D component programming is a joke (Was: Re: Component programming)

H. S. Teoh hsteoh at quickfur.ath.cx
Wed Jul 31 17:46:06 PDT 2013


On Wed, Jul 31, 2013 at 11:52:35PM +0000, Justin Whear wrote:
> On Thu, 01 Aug 2013 00:23:52 +0200, bearophile wrote:
> > 
> > The situation should be improved for D/dmd/Phobos, otherwise such D
> > component programming remains partially a dream, or a toy.
> > 
> > Bye,
> > bearophile
> 
> I disagree with your "toy" assessment.  I've been using this chaining,
> component style for a while now and have really enjoyed the clarity
> it's brought to my code.  I hadn't realized how bug-prone non-trivial
> loops tend to be until I started writing this way and avoided them
> entirely.
[...]

One of the more influential courses I took in college was on Jackson
Structured Programming. It identified two sources of programming
complexity (i.e., where bugs are most likely to occur): (1) mismatches
between the structure of the program and the structure of the data
(e.g., you're reading an input file that has a preamble, body, and
epilogue, but your code has a single loop over lines in the file); (2)
writing loop invariants (or equivalently, loop conditions).
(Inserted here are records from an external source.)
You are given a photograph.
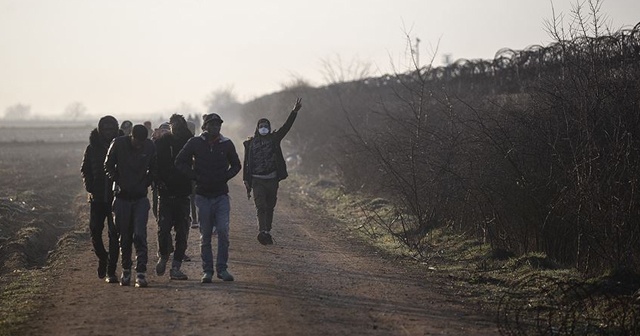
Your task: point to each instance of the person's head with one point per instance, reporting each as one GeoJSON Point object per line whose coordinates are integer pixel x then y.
{"type": "Point", "coordinates": [138, 136]}
{"type": "Point", "coordinates": [212, 123]}
{"type": "Point", "coordinates": [108, 128]}
{"type": "Point", "coordinates": [263, 127]}
{"type": "Point", "coordinates": [178, 124]}
{"type": "Point", "coordinates": [126, 127]}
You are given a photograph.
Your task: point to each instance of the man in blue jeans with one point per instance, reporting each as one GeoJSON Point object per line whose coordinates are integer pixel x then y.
{"type": "Point", "coordinates": [211, 160]}
{"type": "Point", "coordinates": [129, 164]}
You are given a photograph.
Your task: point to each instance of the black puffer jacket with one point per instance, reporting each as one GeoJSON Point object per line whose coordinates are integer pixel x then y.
{"type": "Point", "coordinates": [274, 139]}
{"type": "Point", "coordinates": [93, 175]}
{"type": "Point", "coordinates": [210, 163]}
{"type": "Point", "coordinates": [131, 169]}
{"type": "Point", "coordinates": [173, 182]}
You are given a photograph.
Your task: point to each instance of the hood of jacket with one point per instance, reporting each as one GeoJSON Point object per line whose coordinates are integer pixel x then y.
{"type": "Point", "coordinates": [95, 140]}
{"type": "Point", "coordinates": [262, 120]}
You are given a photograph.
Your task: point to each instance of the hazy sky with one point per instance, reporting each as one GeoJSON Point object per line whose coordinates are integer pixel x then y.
{"type": "Point", "coordinates": [149, 56]}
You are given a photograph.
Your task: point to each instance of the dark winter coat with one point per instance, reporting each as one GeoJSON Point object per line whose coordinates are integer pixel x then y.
{"type": "Point", "coordinates": [274, 139]}
{"type": "Point", "coordinates": [210, 164]}
{"type": "Point", "coordinates": [131, 169]}
{"type": "Point", "coordinates": [93, 175]}
{"type": "Point", "coordinates": [171, 181]}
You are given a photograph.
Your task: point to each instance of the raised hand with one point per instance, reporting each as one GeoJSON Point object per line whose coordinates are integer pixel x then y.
{"type": "Point", "coordinates": [298, 105]}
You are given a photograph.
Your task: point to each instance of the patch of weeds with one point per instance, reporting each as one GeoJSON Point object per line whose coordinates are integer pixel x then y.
{"type": "Point", "coordinates": [19, 300]}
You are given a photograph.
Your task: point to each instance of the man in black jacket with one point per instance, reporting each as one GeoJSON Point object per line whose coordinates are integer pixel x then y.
{"type": "Point", "coordinates": [264, 168]}
{"type": "Point", "coordinates": [129, 164]}
{"type": "Point", "coordinates": [100, 196]}
{"type": "Point", "coordinates": [211, 160]}
{"type": "Point", "coordinates": [174, 189]}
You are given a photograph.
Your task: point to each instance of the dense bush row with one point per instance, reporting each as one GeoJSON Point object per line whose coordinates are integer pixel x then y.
{"type": "Point", "coordinates": [536, 150]}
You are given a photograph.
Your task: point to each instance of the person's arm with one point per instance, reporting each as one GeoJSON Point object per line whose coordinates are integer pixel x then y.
{"type": "Point", "coordinates": [234, 162]}
{"type": "Point", "coordinates": [184, 159]}
{"type": "Point", "coordinates": [86, 170]}
{"type": "Point", "coordinates": [111, 161]}
{"type": "Point", "coordinates": [282, 131]}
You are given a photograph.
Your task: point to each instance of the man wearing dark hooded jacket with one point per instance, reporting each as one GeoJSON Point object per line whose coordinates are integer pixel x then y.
{"type": "Point", "coordinates": [129, 163]}
{"type": "Point", "coordinates": [211, 160]}
{"type": "Point", "coordinates": [264, 168]}
{"type": "Point", "coordinates": [100, 196]}
{"type": "Point", "coordinates": [174, 189]}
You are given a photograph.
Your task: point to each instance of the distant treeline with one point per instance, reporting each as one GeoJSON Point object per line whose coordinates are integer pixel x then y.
{"type": "Point", "coordinates": [534, 151]}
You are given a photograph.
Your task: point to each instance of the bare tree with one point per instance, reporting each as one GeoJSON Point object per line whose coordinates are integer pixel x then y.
{"type": "Point", "coordinates": [334, 70]}
{"type": "Point", "coordinates": [17, 112]}
{"type": "Point", "coordinates": [75, 111]}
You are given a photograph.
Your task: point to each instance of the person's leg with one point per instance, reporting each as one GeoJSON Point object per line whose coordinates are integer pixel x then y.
{"type": "Point", "coordinates": [222, 209]}
{"type": "Point", "coordinates": [194, 211]}
{"type": "Point", "coordinates": [260, 200]}
{"type": "Point", "coordinates": [123, 221]}
{"type": "Point", "coordinates": [206, 227]}
{"type": "Point", "coordinates": [271, 187]}
{"type": "Point", "coordinates": [98, 213]}
{"type": "Point", "coordinates": [181, 226]}
{"type": "Point", "coordinates": [114, 245]}
{"type": "Point", "coordinates": [165, 220]}
{"type": "Point", "coordinates": [140, 217]}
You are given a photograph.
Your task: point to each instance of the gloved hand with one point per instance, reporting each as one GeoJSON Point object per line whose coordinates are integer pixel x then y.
{"type": "Point", "coordinates": [248, 187]}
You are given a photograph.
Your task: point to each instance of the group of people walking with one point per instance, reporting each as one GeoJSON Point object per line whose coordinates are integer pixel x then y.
{"type": "Point", "coordinates": [120, 164]}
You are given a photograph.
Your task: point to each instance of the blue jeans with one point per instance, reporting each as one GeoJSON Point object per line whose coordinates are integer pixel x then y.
{"type": "Point", "coordinates": [214, 212]}
{"type": "Point", "coordinates": [131, 218]}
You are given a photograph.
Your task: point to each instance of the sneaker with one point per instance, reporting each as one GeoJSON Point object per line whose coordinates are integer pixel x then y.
{"type": "Point", "coordinates": [102, 268]}
{"type": "Point", "coordinates": [161, 266]}
{"type": "Point", "coordinates": [225, 276]}
{"type": "Point", "coordinates": [125, 279]}
{"type": "Point", "coordinates": [176, 274]}
{"type": "Point", "coordinates": [206, 277]}
{"type": "Point", "coordinates": [111, 278]}
{"type": "Point", "coordinates": [141, 280]}
{"type": "Point", "coordinates": [264, 237]}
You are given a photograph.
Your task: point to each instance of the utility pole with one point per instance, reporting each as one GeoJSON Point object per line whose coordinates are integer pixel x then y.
{"type": "Point", "coordinates": [417, 51]}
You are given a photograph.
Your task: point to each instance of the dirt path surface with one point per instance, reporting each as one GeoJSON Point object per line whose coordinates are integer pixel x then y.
{"type": "Point", "coordinates": [315, 280]}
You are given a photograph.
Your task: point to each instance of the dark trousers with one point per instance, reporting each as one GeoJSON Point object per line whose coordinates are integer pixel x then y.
{"type": "Point", "coordinates": [173, 213]}
{"type": "Point", "coordinates": [99, 212]}
{"type": "Point", "coordinates": [265, 196]}
{"type": "Point", "coordinates": [131, 218]}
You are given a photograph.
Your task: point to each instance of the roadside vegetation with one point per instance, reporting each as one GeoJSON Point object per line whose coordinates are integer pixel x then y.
{"type": "Point", "coordinates": [516, 176]}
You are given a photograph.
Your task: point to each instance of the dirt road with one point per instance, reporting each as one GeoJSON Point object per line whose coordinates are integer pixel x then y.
{"type": "Point", "coordinates": [314, 281]}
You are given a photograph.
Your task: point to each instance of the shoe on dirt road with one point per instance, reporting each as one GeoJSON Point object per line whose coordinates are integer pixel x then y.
{"type": "Point", "coordinates": [176, 274]}
{"type": "Point", "coordinates": [161, 266]}
{"type": "Point", "coordinates": [265, 238]}
{"type": "Point", "coordinates": [206, 277]}
{"type": "Point", "coordinates": [102, 268]}
{"type": "Point", "coordinates": [141, 280]}
{"type": "Point", "coordinates": [111, 278]}
{"type": "Point", "coordinates": [125, 279]}
{"type": "Point", "coordinates": [225, 276]}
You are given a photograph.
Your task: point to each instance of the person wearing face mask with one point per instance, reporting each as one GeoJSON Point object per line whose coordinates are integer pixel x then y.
{"type": "Point", "coordinates": [211, 160]}
{"type": "Point", "coordinates": [264, 168]}
{"type": "Point", "coordinates": [130, 165]}
{"type": "Point", "coordinates": [100, 196]}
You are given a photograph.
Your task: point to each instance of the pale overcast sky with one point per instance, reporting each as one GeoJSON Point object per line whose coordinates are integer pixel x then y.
{"type": "Point", "coordinates": [123, 57]}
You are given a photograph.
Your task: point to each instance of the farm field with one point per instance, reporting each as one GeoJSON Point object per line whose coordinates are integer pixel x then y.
{"type": "Point", "coordinates": [316, 279]}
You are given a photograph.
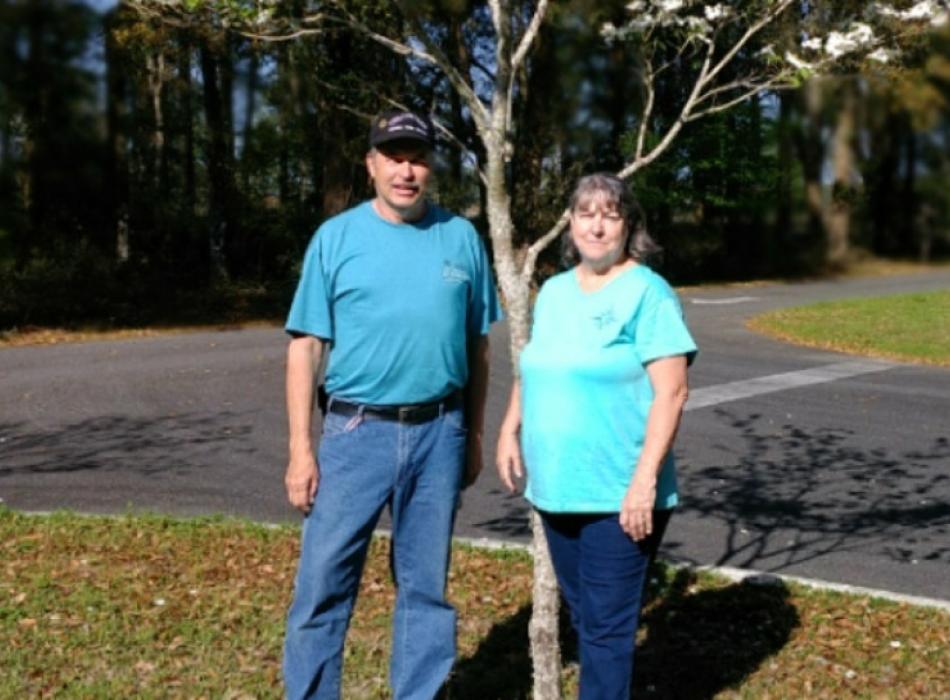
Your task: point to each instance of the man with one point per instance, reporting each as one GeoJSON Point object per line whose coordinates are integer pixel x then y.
{"type": "Point", "coordinates": [399, 292]}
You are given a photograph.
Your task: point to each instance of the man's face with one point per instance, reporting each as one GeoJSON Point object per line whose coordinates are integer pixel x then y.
{"type": "Point", "coordinates": [400, 172]}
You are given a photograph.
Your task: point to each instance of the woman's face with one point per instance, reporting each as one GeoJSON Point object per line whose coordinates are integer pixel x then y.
{"type": "Point", "coordinates": [599, 231]}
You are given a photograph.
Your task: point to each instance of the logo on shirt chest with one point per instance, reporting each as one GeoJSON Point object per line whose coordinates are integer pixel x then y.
{"type": "Point", "coordinates": [604, 318]}
{"type": "Point", "coordinates": [453, 273]}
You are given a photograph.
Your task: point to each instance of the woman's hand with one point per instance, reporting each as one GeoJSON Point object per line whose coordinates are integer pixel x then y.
{"type": "Point", "coordinates": [508, 459]}
{"type": "Point", "coordinates": [636, 511]}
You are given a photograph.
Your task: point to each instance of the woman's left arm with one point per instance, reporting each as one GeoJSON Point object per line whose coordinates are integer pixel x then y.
{"type": "Point", "coordinates": [668, 378]}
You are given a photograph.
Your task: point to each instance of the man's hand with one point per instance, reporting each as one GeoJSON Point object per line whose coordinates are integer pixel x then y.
{"type": "Point", "coordinates": [473, 459]}
{"type": "Point", "coordinates": [301, 480]}
{"type": "Point", "coordinates": [508, 459]}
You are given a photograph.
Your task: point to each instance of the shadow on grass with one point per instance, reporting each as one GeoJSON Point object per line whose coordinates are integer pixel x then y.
{"type": "Point", "coordinates": [696, 643]}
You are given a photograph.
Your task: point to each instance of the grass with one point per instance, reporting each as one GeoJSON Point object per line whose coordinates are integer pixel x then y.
{"type": "Point", "coordinates": [911, 327]}
{"type": "Point", "coordinates": [149, 607]}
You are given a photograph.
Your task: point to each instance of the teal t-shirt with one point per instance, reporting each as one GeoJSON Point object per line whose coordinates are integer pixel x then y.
{"type": "Point", "coordinates": [398, 303]}
{"type": "Point", "coordinates": [585, 391]}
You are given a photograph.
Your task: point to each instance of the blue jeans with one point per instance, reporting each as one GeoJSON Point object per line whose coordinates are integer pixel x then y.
{"type": "Point", "coordinates": [365, 464]}
{"type": "Point", "coordinates": [601, 572]}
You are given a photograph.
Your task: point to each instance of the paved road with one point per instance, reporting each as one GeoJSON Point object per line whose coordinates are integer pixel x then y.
{"type": "Point", "coordinates": [791, 460]}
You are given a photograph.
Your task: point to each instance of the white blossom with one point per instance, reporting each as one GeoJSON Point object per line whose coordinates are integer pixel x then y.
{"type": "Point", "coordinates": [669, 6]}
{"type": "Point", "coordinates": [716, 12]}
{"type": "Point", "coordinates": [798, 63]}
{"type": "Point", "coordinates": [924, 10]}
{"type": "Point", "coordinates": [698, 25]}
{"type": "Point", "coordinates": [838, 44]}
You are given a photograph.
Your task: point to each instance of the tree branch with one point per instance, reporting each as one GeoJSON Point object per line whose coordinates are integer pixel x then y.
{"type": "Point", "coordinates": [438, 58]}
{"type": "Point", "coordinates": [647, 110]}
{"type": "Point", "coordinates": [766, 19]}
{"type": "Point", "coordinates": [529, 35]}
{"type": "Point", "coordinates": [531, 257]}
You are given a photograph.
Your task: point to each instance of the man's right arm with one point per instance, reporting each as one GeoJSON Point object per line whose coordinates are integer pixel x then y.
{"type": "Point", "coordinates": [303, 474]}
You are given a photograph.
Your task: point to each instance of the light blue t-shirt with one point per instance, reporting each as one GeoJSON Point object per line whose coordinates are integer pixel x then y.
{"type": "Point", "coordinates": [398, 302]}
{"type": "Point", "coordinates": [585, 391]}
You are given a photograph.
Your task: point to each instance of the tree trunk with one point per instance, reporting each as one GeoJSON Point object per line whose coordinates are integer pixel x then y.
{"type": "Point", "coordinates": [515, 288]}
{"type": "Point", "coordinates": [155, 67]}
{"type": "Point", "coordinates": [779, 241]}
{"type": "Point", "coordinates": [837, 219]}
{"type": "Point", "coordinates": [219, 171]}
{"type": "Point", "coordinates": [117, 169]}
{"type": "Point", "coordinates": [250, 106]}
{"type": "Point", "coordinates": [188, 126]}
{"type": "Point", "coordinates": [811, 148]}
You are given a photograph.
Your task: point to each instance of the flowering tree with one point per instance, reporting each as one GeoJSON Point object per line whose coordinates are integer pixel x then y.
{"type": "Point", "coordinates": [727, 52]}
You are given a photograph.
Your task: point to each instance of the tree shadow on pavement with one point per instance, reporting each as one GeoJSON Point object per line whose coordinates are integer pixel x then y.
{"type": "Point", "coordinates": [693, 643]}
{"type": "Point", "coordinates": [175, 444]}
{"type": "Point", "coordinates": [785, 496]}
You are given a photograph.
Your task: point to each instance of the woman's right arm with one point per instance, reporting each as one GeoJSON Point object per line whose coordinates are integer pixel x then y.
{"type": "Point", "coordinates": [508, 451]}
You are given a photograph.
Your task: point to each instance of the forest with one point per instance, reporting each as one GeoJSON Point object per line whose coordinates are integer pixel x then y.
{"type": "Point", "coordinates": [162, 167]}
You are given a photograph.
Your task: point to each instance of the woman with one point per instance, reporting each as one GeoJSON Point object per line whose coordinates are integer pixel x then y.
{"type": "Point", "coordinates": [602, 388]}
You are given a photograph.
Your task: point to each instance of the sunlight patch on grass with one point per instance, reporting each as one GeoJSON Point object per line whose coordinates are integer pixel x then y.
{"type": "Point", "coordinates": [909, 328]}
{"type": "Point", "coordinates": [156, 607]}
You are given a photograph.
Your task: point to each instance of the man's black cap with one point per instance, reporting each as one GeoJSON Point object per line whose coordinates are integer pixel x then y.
{"type": "Point", "coordinates": [401, 125]}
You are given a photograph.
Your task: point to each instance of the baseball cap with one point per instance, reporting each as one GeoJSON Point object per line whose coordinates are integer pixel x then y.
{"type": "Point", "coordinates": [400, 124]}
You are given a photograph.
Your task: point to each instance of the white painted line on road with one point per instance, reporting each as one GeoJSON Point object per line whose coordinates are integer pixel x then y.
{"type": "Point", "coordinates": [724, 300]}
{"type": "Point", "coordinates": [733, 391]}
{"type": "Point", "coordinates": [751, 576]}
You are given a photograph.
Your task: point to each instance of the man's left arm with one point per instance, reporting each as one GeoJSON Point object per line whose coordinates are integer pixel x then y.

Most non-trivial loops in imperative code have both, which makes them
doubly prone to bugs. In the example I gave above, the mismatch between
the code structure (a single loop) and the file structure (three
sequential sections) often prompts people to add boolean flags, state
variables, and the like, in order to resolve the conflict between the
two structures. Such ad hoc structure resolutions are a breeding ground
for bugs, and often lead to complicated loop conditions, which invite
even more bugs.

In contrast, if you structure your code according to the structure of
the input (i.e., one loop for processing the preamble, one loop for
processing the body, one loop for processing the epilogue), it becomes
considerably less complex, easier to read (and write!), and far less bug
prone. Your loop conditions become simpler, and thus easier to reason
about and leave less room for bugs to hide.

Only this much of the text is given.